Мистер Гибсон осознал подоплеку этих слов, равно как и то, что у него нет способов изменить положение, являвшееся следствием его собственного поступка. Лучше не говорить всю правду до конца — так будет легче им обоим. Поэтому он просто поцеловал ее и произнес:
— Ну, вот и хорошо! Теперь я оставлю тебя с легким сердцем, — право же, я и так задержался за всеми этими пересудами. Ступай прогуляйся — если хочешь, пригласи с собой Синтию. А мне пора. До свидания, малышка моя.

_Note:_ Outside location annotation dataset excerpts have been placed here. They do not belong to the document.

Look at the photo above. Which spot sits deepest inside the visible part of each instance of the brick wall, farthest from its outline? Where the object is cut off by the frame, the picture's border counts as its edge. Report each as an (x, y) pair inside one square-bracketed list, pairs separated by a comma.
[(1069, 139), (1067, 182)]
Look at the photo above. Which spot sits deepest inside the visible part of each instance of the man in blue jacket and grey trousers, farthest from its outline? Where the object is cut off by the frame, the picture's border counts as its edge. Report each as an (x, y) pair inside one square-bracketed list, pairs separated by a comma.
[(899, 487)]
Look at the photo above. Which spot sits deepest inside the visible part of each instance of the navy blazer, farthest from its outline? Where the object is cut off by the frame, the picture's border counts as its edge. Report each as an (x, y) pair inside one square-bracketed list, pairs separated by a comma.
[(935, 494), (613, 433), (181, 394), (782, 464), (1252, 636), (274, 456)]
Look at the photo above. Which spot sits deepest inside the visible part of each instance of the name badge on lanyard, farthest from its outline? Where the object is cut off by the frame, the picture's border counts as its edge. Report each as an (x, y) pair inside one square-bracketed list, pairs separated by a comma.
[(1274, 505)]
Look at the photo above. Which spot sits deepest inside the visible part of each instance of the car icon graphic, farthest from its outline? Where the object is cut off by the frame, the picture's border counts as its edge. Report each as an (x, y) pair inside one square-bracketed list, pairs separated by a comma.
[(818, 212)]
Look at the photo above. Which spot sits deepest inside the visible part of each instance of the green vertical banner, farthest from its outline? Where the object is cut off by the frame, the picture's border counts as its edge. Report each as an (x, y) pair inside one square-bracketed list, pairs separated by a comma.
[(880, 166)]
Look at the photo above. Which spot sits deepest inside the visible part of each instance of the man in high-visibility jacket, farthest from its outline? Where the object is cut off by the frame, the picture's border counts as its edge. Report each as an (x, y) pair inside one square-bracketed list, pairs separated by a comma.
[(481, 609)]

Эти незамысловатые слова помогли Молли взять себя в руки. Мистер Гибсон для того их и произнес, и в этом заключалась истинная доброта по отношению к дочери. И все же, уходя от нее, он ощутил острый укол боли, которую, однако, довольно быстро сумел приглушить, самозабвенно отдавшись чужим заботам и треволнениям.
Глава 37
Страстный порыв, и что из этого вышло
Честь и слава иметь собственного воздыхателя вскоре выпала и на долю Молли, впрочем эту честь несколько приуменьшило то, что человек, прибывший к ним с единственной целью — предложить ей руку и сердце, в итоге сделал предложение Синтии. Дело в том, что в Холлингфорд явился мистер Кокс, дабы осуществить свое намерение, о котором оповестил мистера Гибсона два года тому назад, а именно: убедить Молли выйти за него замуж сразу же после того, как он унаследует состояние дяди. Мистер Кокс был ныне весьма обеспеченным, хотя и по-прежнему огненно-рыжим молодым человеком. Он прибыл в трактир «Георг» с собственными лошадьми и собственным грумом — не то чтобы он собирался активно упражняться в верховой езде, просто ему представлялось, что такие явные признаки богатства помогут ему добиться цели; что касается личных своих достоинств, их он оценивал с приличествующей скромностью, а потому полагался прежде всего на внешние эффекты. Сам он весьма гордился своим постоянством; воистину, если учесть, что в последнее время долг, приязнь и ожидания удерживали его у постели хворого и дряхлого дядюшки и, соответственно, ему крайне редко удавалось бывать в свете и наслаждаться обществом юных дам, подобная преданность заслуживала высочайшей похвалы — по крайней мере, в его собственных глазах. Тронула она и мистера Гибсона, который счел долгом чести не чинить юноше никаких препятствий, хотя при этом и питал тайную надежду, что Молли не окажется совсем уж глупой гусынюшкой и не станет внимать речам юнца, который так и не сумел запомнить разницу между апофизой и эпифизом. Жене он о прошлом мистера Кокса счел нужным сообщить лишь то, что это его бывший ученик, который отринул (это звучало как «забросил») медицинскую профессию, поскольку пожилой дядюшка оставил ему достаточно средств для праздной жизни. Миссис Гибсон, которая не могла не ощущать, что до определенной степени утратила благорасположение мужа, почему-то взбрело в голову, что она сможет вернуть себе доброе мнение супруга, если преуспеет в поисках жениха для своей падчерицы Молли. Она прекрасно помнила, что муж запретил ей предпринимать любые шаги в этом направлении, причем смысл его слов был совершенно определенным; однако смысл ее собственных слов настолько редко бывал определенным, а если и бывал, определенность эта была столь недолговечной, что то же самое она, ничтоже сумняшеся, приписывала и другим людям. В итоге мистера Кокса она встретила крайне приветливо и любезно.